1: Move the dataset file to a location on HDFS.
2: Create a list of all unique subjects that appear in the dataset. Depending on the dataset you are running (BSBM or DBPedia), you may have to recreate the KeyProcessor.jar file.
hadoop jar KeyProcessor.jar <INPUT_DATASET_FILE> <OUTPUT_FOLDER>
hadoop jar KeyProcessor.jar /data/bsbm_10M.nt /user/hadoop/bsbm-keys
3: Determine the keys that will be used to divide the data evenly among the cluster.
hadoop jar hadoop-core-1.0.4.jar org.apache.hadoop.mapreduce.lib.partition.InputSampler -r <CLUSTER_SIZE> -inFormat org.apache.hadoop.mapreduce.lib.input.SequenceFileInputFormat -keyClass org.apache.hadoop.io.Text -splitRandom <PROBABILITY> <NUMBER_OF_SAMPLES> <NUMBER_OF_SPLITS_EXAMINED> <PATH_TO_KEYS_ON_HDFS> <OUTPUT_LOCATION>
hadoop jar hadoop-core-1.0.4.jar org.apache.hadoop.mapreduce.lib.partition.InputSampler -r 16 -inFormat org.apache.hadoop.mapreduce.lib.input.SequenceFileInputFormat -keyClass org.apache.hadoop.io.Text -splitRandom 0.1 2000000 200 /dbp-keys /dbp-keyresult
4: Look at the output from the InputSampler. Take these keys and insert them into the CreateHBaseTable.java file. Generate the jar file.

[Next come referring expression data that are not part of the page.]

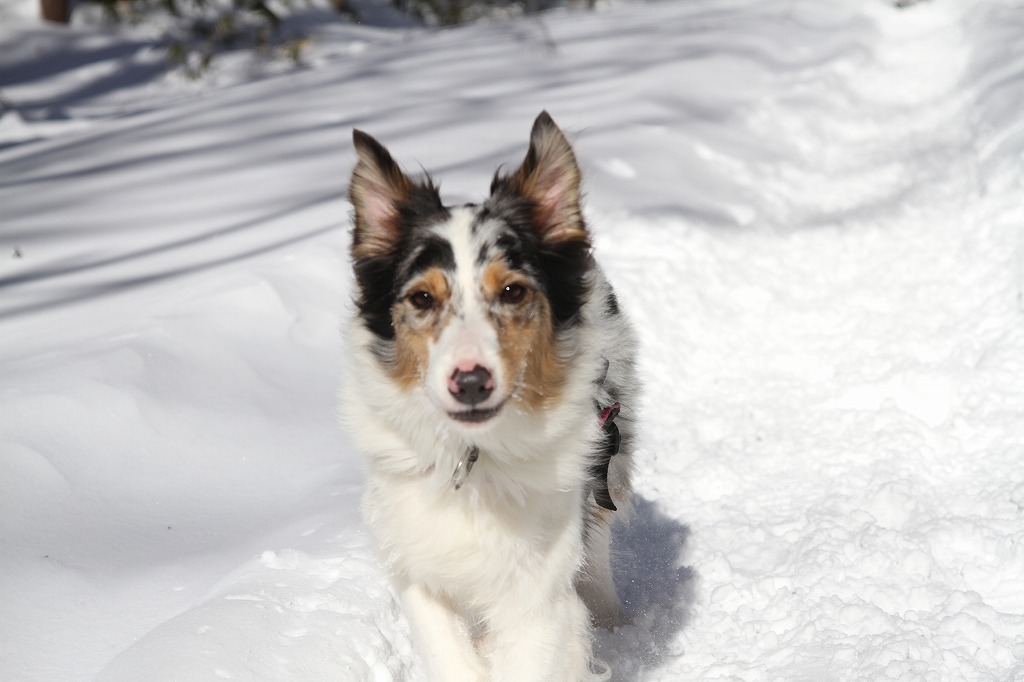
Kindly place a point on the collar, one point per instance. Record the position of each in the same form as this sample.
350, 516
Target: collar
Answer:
598, 469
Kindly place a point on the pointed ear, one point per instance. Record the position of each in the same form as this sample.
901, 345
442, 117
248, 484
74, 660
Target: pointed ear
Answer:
549, 177
377, 190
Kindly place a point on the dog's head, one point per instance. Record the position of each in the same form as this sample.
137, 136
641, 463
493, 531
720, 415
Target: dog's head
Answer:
472, 304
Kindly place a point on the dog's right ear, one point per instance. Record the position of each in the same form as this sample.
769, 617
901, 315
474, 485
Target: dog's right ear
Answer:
377, 190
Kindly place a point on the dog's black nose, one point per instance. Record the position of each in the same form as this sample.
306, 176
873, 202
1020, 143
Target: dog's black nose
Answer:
471, 387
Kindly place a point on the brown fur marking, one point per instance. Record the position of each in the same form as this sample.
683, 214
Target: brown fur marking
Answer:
416, 329
526, 338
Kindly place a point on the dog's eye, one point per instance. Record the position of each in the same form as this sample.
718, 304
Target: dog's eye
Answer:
421, 300
512, 294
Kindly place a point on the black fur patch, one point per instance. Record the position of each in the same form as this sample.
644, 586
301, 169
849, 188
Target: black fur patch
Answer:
379, 278
560, 268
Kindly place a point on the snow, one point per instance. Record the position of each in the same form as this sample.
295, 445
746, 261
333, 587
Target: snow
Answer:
810, 210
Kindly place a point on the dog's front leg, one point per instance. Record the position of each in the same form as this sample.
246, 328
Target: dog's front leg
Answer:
440, 636
550, 640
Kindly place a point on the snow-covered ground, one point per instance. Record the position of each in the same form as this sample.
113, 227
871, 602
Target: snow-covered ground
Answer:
811, 210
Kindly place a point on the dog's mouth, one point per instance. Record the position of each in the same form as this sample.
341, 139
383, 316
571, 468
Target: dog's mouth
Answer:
476, 415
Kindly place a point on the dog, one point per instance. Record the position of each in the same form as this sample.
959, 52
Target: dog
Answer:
493, 390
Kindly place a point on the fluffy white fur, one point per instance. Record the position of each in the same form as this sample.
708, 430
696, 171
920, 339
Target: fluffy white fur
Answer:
500, 579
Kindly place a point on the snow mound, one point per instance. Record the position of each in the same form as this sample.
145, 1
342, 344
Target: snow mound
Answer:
810, 210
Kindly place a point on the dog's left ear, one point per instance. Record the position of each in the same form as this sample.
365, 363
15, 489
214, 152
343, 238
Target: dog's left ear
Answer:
549, 178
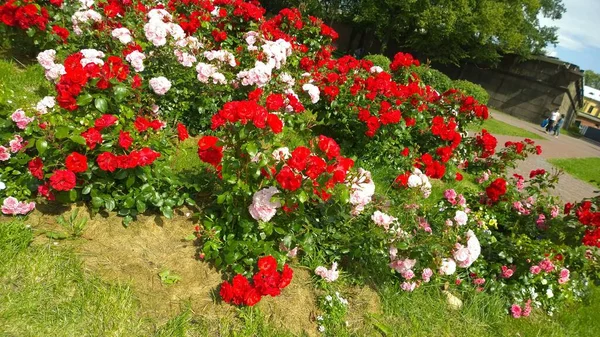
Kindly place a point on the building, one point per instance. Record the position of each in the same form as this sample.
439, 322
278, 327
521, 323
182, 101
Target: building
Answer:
589, 115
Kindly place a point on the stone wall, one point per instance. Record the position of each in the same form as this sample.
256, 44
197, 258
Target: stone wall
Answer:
528, 90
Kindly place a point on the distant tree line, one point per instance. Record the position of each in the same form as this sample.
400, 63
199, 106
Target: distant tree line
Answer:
445, 31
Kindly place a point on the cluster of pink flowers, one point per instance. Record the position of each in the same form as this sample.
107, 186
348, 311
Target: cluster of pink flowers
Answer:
383, 220
362, 190
545, 265
21, 119
329, 275
262, 208
518, 311
466, 255
12, 206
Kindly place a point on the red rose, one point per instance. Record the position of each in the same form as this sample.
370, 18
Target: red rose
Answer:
251, 297
315, 166
329, 147
107, 161
141, 124
105, 121
275, 123
63, 180
137, 82
496, 189
286, 277
61, 32
267, 263
288, 180
182, 133
209, 152
92, 137
275, 102
125, 139
299, 158
76, 162
36, 168
226, 292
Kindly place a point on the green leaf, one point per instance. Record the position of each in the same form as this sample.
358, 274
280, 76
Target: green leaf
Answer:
121, 92
78, 139
41, 145
84, 99
61, 132
109, 204
101, 104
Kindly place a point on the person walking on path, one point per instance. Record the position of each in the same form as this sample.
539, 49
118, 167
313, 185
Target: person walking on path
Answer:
558, 125
552, 121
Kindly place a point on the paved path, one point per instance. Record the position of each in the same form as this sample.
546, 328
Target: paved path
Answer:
569, 188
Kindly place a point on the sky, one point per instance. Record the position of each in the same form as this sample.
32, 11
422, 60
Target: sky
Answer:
578, 34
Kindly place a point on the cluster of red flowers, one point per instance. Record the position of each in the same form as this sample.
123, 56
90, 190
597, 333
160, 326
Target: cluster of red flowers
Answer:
26, 16
590, 218
209, 152
267, 281
537, 172
402, 60
487, 143
78, 76
496, 190
244, 112
303, 161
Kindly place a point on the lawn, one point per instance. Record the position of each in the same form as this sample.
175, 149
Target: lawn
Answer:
497, 127
585, 169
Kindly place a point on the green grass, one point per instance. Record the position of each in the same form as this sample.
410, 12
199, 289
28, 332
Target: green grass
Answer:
20, 86
497, 127
585, 169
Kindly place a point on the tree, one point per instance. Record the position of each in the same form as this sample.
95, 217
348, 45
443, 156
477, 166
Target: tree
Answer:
451, 31
592, 79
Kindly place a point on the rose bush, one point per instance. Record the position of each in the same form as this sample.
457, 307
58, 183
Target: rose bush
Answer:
291, 135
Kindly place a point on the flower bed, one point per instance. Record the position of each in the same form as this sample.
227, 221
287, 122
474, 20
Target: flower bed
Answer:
291, 135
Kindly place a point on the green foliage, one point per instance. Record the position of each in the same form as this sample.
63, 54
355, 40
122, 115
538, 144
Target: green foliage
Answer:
433, 77
592, 79
452, 31
74, 224
379, 60
472, 89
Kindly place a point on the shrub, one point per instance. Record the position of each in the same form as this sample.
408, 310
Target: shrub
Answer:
379, 60
435, 78
472, 89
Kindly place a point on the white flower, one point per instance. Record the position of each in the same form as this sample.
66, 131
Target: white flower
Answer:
136, 58
123, 34
330, 275
262, 208
281, 154
160, 85
382, 219
313, 91
448, 267
461, 218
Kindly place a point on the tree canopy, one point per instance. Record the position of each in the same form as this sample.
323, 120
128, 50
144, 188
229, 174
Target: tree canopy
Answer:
446, 31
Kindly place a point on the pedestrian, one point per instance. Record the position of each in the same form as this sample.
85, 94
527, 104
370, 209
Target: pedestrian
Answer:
558, 125
552, 121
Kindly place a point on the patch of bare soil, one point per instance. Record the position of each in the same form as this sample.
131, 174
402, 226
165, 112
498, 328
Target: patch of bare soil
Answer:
137, 254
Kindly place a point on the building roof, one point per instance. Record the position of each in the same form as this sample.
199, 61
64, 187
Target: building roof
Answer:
591, 93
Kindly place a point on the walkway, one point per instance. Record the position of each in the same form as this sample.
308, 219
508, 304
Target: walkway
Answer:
569, 188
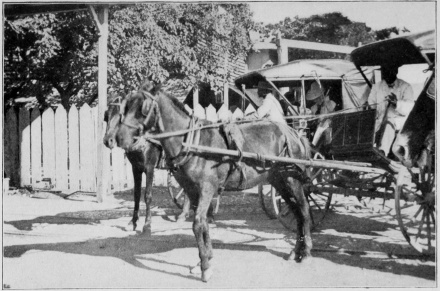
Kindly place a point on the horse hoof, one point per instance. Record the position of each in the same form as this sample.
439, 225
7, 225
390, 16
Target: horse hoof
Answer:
180, 219
146, 230
306, 260
291, 256
196, 269
131, 226
207, 274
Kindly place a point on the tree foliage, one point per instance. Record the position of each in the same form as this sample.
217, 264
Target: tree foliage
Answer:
331, 28
51, 56
54, 56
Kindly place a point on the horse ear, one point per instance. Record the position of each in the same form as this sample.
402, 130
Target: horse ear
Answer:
145, 107
122, 108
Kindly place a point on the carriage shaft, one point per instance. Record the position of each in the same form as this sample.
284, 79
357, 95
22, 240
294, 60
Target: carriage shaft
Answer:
351, 166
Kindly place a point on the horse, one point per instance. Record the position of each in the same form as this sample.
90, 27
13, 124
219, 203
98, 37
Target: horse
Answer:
416, 141
202, 174
143, 160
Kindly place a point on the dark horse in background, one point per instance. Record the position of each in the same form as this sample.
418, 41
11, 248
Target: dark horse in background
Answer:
201, 175
143, 160
415, 144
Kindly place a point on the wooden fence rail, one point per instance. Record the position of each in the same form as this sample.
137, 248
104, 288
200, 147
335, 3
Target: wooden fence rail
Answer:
61, 145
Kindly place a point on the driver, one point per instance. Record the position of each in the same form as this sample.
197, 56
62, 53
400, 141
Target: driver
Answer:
271, 107
390, 115
322, 104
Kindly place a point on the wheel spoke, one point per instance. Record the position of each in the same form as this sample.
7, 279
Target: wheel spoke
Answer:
316, 174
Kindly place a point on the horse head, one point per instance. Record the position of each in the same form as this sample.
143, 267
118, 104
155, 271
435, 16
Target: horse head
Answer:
414, 136
138, 116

5: Create the HBase table by executing the CreateHBaseTable java/jar file.
6: Create the HBase StoreFiles.
hadoop jar MRLoad.jar <TABLE_NAME> <ZOOKEEPER_QUORUM> <DATASET_FILE> <OUTPUT_DIRECTORY_FOR_STOREFILES>
hadoop jar MRLoad.jar rdf1 ec2-23-20-000-00.compute-1.amazonaws.com /MRLoad/input/dataset.nt /MRLoad/output
7: Load the StoreFiles into HBase.
hbase org.apache.hadoop.hbase.mapreduce.LoadIncrementalHFiles <PATH_TO_STOREFILES> <TABLE_NAME>
hbase org.apache.hadoop.hbase.mapreduce.LoadIncrementalHFiles hdfs:///MRLoad/output rdf1
8: The dataset has now been loaded into HBase.